Longtemps j’ai hésité à les offrir au public. Ce n’est que sur les conseils de mes amis que je me suis décidé à les faire paraître, dans l’espérance qu’elles serviraient à mieux faire connaître cette région ignorée des grandes Pyrénées.
C’est pour les coureurs de sommets qu’elles ont été écrites : c’est à eux que je les dédie.
31 décembre 1900.
L’Hospitalet ! que de souvenirs ne nous rappelle-t-il pas, ce village pyrénéen perdu au fond de son cirque de pâturages à 1 436 mètres d’altitude. Pour les baigneurs d’Ax, l’Hospitalet, c’est souvent tout ce qu’ils voient des grandes Pyrénées ; c’est là qu’ils se donnent l’illusion d’une journée passée aux hautes altitudes ; c’est un village de montagne, très loin et très haut ; c’est presque le bout du monde, car de là, en dix minutes, on passe en Andorre… Pour nous, au contraire, c’est un point de départ, un centre d’ascensions d’où nous partons le matin avec nos bâtons, nos sacs et nos gros souliers, et où nous rentrons le soir, brûlés par le soleil, blancs de poussière, mouillés de sueur ; c’est un point de ravitaillement en même temps qu’un lieu de repos qui nous permet de garder plus longtemps le contact de la montagne ; c’est une transition entre les grandes solitudes et le mouvement de notre vie ordinaire…
C’est là aussi que nous trouvons notre guide habituel, le brave Pierre Marfaing, un pâtre, avec lequel nous avons passé bien des journées dans les hautes régions. Une longue suite de difficultés vaincues ensemble, une longue série de dangers partagés, ont fait naître entre nous des sentiments d’attachement d’un ordre spécial : l’amitié d’une part, le dévouement de l’autre.
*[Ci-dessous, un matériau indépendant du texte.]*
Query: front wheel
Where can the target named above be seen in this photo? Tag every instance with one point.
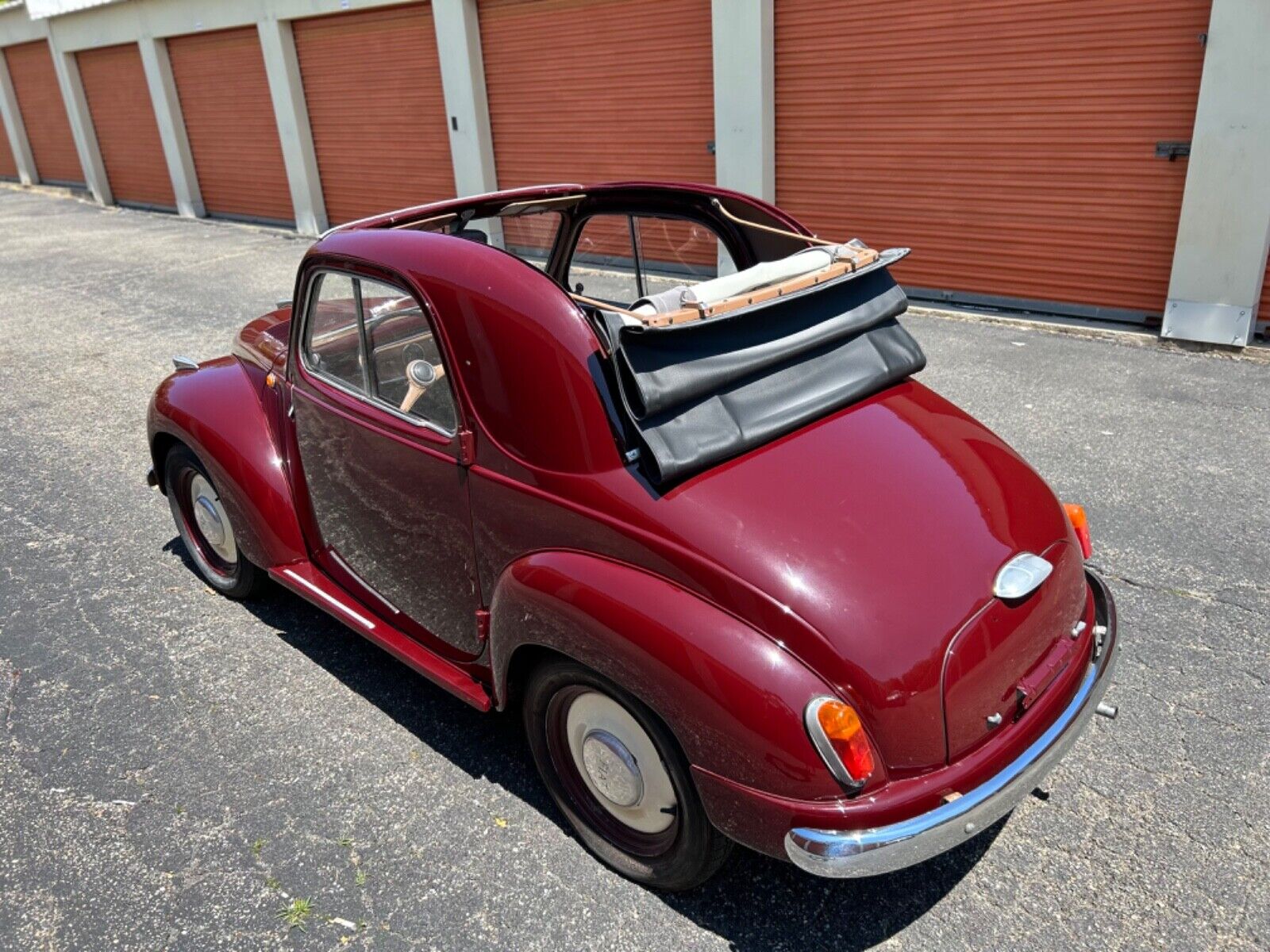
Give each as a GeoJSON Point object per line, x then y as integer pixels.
{"type": "Point", "coordinates": [619, 777]}
{"type": "Point", "coordinates": [205, 527]}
Le soir à l’Hospitalet, on est à table, seul avec son guide dans la grande salle de l’hôtel Soulé. On dîne en causant de la course prochaine. On est tout heureux de se retrouver et de pouvoir parler de la grande montagne entre gens qui se connaissent et qui savent qu’ils pourront compter le lendemain absolument l’un sur l’autre. On se raconte les dernières nouvelles ; on parle des pics récemment faits ; des difficultés que l’on aura à surmonter ; on déplie les cartes et l’on discute les itinéraires à suivre.
9 heures. – Une dernière promenade pour examiner le temps : « Il fera beau demain ; » – et puis on rentre. « À demain 5 heures moins 1/4, » tels sont les derniers mots échangés ; la porte se ferme ; quelques pas encore dans l’escalier : et l’on se déshabille, pressé que l’on est d’aller se mettre dans des draps bien blancs.
5 heures moins le 1/4. Un bruit de marteau à la porte. Allons, debout ! La toilette est vite faite, et en route !
Il s’agit aujourd’hui d’aller à Porté en passant par le pic Sabarthès ; une simple promenade d’entraînement qui nous permettra de nous dérouiller les jambes et de flâner sur les hauts pâturages.
Nous prenons au-dessus de l’Hospitalet, parmi les chemins forestiers du périmètre de reboisement, ceux qui se dirigent vers le col de Puymaurens. Nous atteignons ainsi, sans fatigue, la cote 2 100 mètres. Il ne nous reste plus ensuite qu’à monter droit au pic par des pâturages et des éboulis. Tout cela n’est qu’un jeu.
Le sommet, à 2 549 mètres, est un véritable observatoire qui permet d’étudier la configuration générale de la région et de faire des projets pour de nouvelles courses.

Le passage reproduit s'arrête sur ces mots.